Those Chelsea fans who reacted angrily to Frank Lampard’s sacking appeared to settle upon a conclusion when it came to what the problem was at Stamford Bridge.
The youth products given the opportunity to shine in the Chelsea first team by the club’s all-time leading goalscorer were not the problem. They were giving supporters a bright vision of the future and a recognisable identity.
Players acquired at great expense from abroad who seemed to fill no role in particular and clogged up the numbers in the squad, there was the problem.
You might say, in this analysis, the problem was players like Mateo Kovacic.
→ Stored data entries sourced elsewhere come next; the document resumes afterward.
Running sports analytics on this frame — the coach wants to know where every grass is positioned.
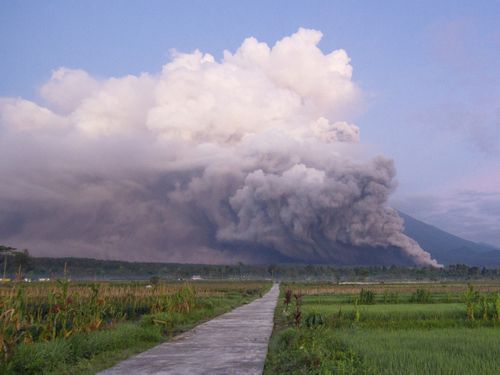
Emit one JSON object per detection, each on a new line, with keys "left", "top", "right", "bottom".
{"left": 265, "top": 328, "right": 368, "bottom": 375}
{"left": 9, "top": 323, "right": 163, "bottom": 374}
{"left": 303, "top": 300, "right": 466, "bottom": 315}
{"left": 302, "top": 302, "right": 473, "bottom": 328}
{"left": 337, "top": 327, "right": 500, "bottom": 375}
{"left": 265, "top": 283, "right": 500, "bottom": 375}
{"left": 288, "top": 281, "right": 500, "bottom": 296}
{"left": 1, "top": 281, "right": 270, "bottom": 374}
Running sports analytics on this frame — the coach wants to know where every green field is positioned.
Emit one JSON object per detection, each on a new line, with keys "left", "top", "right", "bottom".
{"left": 265, "top": 282, "right": 500, "bottom": 375}
{"left": 338, "top": 328, "right": 500, "bottom": 375}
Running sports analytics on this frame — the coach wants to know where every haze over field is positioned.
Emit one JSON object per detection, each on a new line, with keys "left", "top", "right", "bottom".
{"left": 0, "top": 29, "right": 439, "bottom": 266}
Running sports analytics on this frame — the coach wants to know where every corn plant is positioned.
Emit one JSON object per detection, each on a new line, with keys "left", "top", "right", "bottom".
{"left": 464, "top": 284, "right": 479, "bottom": 321}
{"left": 495, "top": 293, "right": 500, "bottom": 322}
{"left": 481, "top": 296, "right": 488, "bottom": 321}
{"left": 283, "top": 289, "right": 292, "bottom": 311}
{"left": 0, "top": 279, "right": 267, "bottom": 367}
{"left": 304, "top": 311, "right": 325, "bottom": 329}
{"left": 359, "top": 289, "right": 375, "bottom": 304}
{"left": 293, "top": 292, "right": 302, "bottom": 328}
{"left": 169, "top": 284, "right": 196, "bottom": 314}
{"left": 354, "top": 298, "right": 360, "bottom": 323}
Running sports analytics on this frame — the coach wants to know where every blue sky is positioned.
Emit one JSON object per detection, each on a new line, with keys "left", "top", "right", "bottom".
{"left": 1, "top": 0, "right": 499, "bottom": 246}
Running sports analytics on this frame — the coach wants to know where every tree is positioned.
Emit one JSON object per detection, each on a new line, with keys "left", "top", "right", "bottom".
{"left": 238, "top": 262, "right": 244, "bottom": 280}
{"left": 1, "top": 245, "right": 17, "bottom": 279}
{"left": 12, "top": 249, "right": 33, "bottom": 272}
{"left": 267, "top": 264, "right": 277, "bottom": 279}
{"left": 0, "top": 245, "right": 16, "bottom": 253}
{"left": 0, "top": 246, "right": 33, "bottom": 277}
{"left": 149, "top": 275, "right": 160, "bottom": 286}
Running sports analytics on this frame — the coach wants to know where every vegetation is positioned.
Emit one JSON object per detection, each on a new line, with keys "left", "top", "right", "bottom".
{"left": 265, "top": 328, "right": 368, "bottom": 375}
{"left": 0, "top": 278, "right": 270, "bottom": 374}
{"left": 265, "top": 282, "right": 500, "bottom": 374}
{"left": 3, "top": 244, "right": 500, "bottom": 373}
{"left": 2, "top": 246, "right": 500, "bottom": 282}
{"left": 337, "top": 328, "right": 500, "bottom": 375}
However, the former Real Madrid midfielder has been a mainstay since Thomas Tuchel replaced Lampard at the helm.
A coach who has gained a reputation for being standoffish with players over the course of his career has admittedly fallen head over heels.
“I love him,” Tuchel said after the win over Newcastle United earlier this month. “It is very easy [to love Kovacic].
“You can wake the guy up at 3am and he will be at Cobham [Chelsea’s training ground] at 3.15 ready to give everything.”
Previously, Chelsea fans might have taken this to mean Kovacic was being selected because he is a light sleeper who lives locally.
The Croatia international lacks the range of passing with which Jorginho is blessed, nor does he have N’Golo Kante’s combative streak or the creative zest of Mason Mount.
However, his quality in tight spaces and underrated dribbling ability is something Kovacic uses to fine effect. Tuchel, a tactician who places a primacy upon his team’s positional play, has quickly identified his key man when it comes to shifting Chelsea up the field.
Among players in the Premier League to have attempted 40 or more dribbles this season, Kovacic has the highest success rate of 81 per cent, having rounded out 34 of his 42.
Across Europe’s top five leagues, only Paris Saint-Germain’s Marco Verratti is able to boast a better return of 41 out of 49 for 83.7 per cent.
Of players to have featured frequently in central midfield this season, only Manchester City duo Rodri and Bernardo Silva can better Kovacic’s 368 carries – defined by Opta as a player moving the ball five metres or more – and 3,821.2 metres carry distance.
For carries ending with a completed pass, Kovacic is second on 309, behind Rodri (352) and a shade ahead of Silva (306).
Although he is yet to score in 31 appearances this season heading into a crunch weekend clash against Manchester United at Stamford Bridge, Kovacic is certainly eager to involve himself at the business end of the field when the opportunity arises – further underlining his credentials when it comes to progressing play.
No player in the Premier League this season has taken a shot having been involved in a build-up move more frequently than Kovacic (10).
If a few of those attempts fly in before the season is out to secure a top-four place and maybe even some silverware, Kovacic’s popularity will surely reach far beyond the confines of Cobham and his not-so-secret admirer Tuchel.